Ford frunció el ceño, confuso por la petición de Sage, pero no dijo nada al principio. En su mente, las piezas comenzaron a encajar lentamente.
- ¿Por qué la necesitas? - preguntó Ford, con una ligera inclinación de cabeza, tratando de entender la situación.
Sage dio un paso hacia adelante, su mirada fija en el suelo mientras apretaba las manos en puños. La tensión era palpable en la habitación.
- La desvirgué. - murmuró, casi como si hablara consigo mismo.
El golpe de esas palabras se sintió en el aire como un golpe físico y Ford se quedó paralizado por un momento. El brillo de sorpresa e incredulidad fue evidente en su rostro.
- ¿Qué? - exclamó Ford, incapaz de ocultar su sorpresa y horror al mismo tiempo. - ¡Maldita sea! - añadió con una maldición, su mente luchando por procesar lo que acababa de escuchar. No podía creer lo que su jefe acababa de decir, pero cuando vio la expresión tensa y sombría de Sage, supo que no había broma en eso.
- No sé quién es. - continuó, la frustración mezclándose con la culpabilidad. - No recuerdo haberla conocido antes.
Ford frunció el ceño, tratando de entender todo lo que estaba sucediendo.
- ¿Así que no sabes nada sobre ella? - preguntó, sin poder ocultar la incredulidad en su voz - ¿Y te la cogiste? ¿Te drogaron?
Sage negó con la cabeza, su respiración aún entrecortada.

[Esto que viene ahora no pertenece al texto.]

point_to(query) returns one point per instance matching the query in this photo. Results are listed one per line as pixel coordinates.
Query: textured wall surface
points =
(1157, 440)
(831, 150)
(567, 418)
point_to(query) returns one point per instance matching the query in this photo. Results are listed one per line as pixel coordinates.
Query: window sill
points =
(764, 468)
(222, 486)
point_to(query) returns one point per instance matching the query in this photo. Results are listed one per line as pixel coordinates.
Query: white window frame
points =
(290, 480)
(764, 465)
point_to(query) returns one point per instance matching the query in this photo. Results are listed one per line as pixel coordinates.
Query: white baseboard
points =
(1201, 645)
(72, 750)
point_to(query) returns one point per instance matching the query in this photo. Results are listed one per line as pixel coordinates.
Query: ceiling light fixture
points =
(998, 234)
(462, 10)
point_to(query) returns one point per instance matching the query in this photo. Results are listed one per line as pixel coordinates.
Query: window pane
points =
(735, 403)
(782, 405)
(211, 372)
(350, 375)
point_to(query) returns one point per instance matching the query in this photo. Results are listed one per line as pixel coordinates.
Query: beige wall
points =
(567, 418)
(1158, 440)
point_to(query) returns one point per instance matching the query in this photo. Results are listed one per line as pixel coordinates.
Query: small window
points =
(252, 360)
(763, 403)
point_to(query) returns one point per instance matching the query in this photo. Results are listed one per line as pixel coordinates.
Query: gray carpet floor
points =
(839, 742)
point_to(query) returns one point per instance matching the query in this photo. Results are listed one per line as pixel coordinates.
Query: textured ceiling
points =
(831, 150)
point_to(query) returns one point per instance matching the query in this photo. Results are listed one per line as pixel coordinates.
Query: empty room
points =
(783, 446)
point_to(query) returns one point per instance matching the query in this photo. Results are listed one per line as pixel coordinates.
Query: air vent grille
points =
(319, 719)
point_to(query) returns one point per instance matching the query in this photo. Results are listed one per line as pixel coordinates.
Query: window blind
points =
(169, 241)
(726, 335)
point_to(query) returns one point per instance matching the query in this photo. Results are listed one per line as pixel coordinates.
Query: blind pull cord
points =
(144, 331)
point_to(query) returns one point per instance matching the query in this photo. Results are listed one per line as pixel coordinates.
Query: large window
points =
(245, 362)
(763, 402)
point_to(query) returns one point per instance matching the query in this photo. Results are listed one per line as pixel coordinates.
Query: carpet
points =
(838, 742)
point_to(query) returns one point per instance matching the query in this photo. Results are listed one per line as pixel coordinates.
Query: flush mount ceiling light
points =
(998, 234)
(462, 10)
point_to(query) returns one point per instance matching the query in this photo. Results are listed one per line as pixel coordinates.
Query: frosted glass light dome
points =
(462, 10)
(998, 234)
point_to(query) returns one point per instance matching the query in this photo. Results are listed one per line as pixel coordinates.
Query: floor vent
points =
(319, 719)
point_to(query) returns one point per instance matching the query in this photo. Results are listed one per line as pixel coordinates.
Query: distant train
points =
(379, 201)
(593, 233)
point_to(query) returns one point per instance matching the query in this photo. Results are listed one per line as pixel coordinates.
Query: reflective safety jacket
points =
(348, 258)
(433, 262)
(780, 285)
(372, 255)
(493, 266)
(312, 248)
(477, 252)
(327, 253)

- No. Ni siquiera bebí una copa. Y luego, todo se volvió confuso. - Sage se dejó caer de nuevo en la cama, las manos en la cara. - ¿Por qué demonios tuve que hacer eso?
Ford respiró hondo, tratando de calmar la situación. Sabía que no era el momento de dar discursos, pero tampoco podía dejar que Sage se hundiera en esa espiral de culpa.
- Lo primero es lo primero. Debemos averiguar quién es esta mujer. - dijo Ford, tratando de poner las cosas en perspectiva - Lo que hiciste... bueno, ya no hay vuelta atrás. Además, ella vino por su voluntad. Ahora lo que importa es entender a quién estamos tratando y cómo manejarlo.
Sage asintió, pero su mente aún estaba completamente atorada en el caos de sus pensamientos.
Ford suspiró, reconociendo la seriedad de la situación.
- La encontraré, y cuando lo haga, resolveremos esto de alguna forma. No te preocupes por eso.
Pero dentro de su cabeza Ford sabía que este sería solo el comienzo de algo mucho más complicado. Y si había algo que no le gustaba, era cuando las cosas se volvían personales.
Y por lo visto, esta situación no podía ser más personal para su jefe y amigo.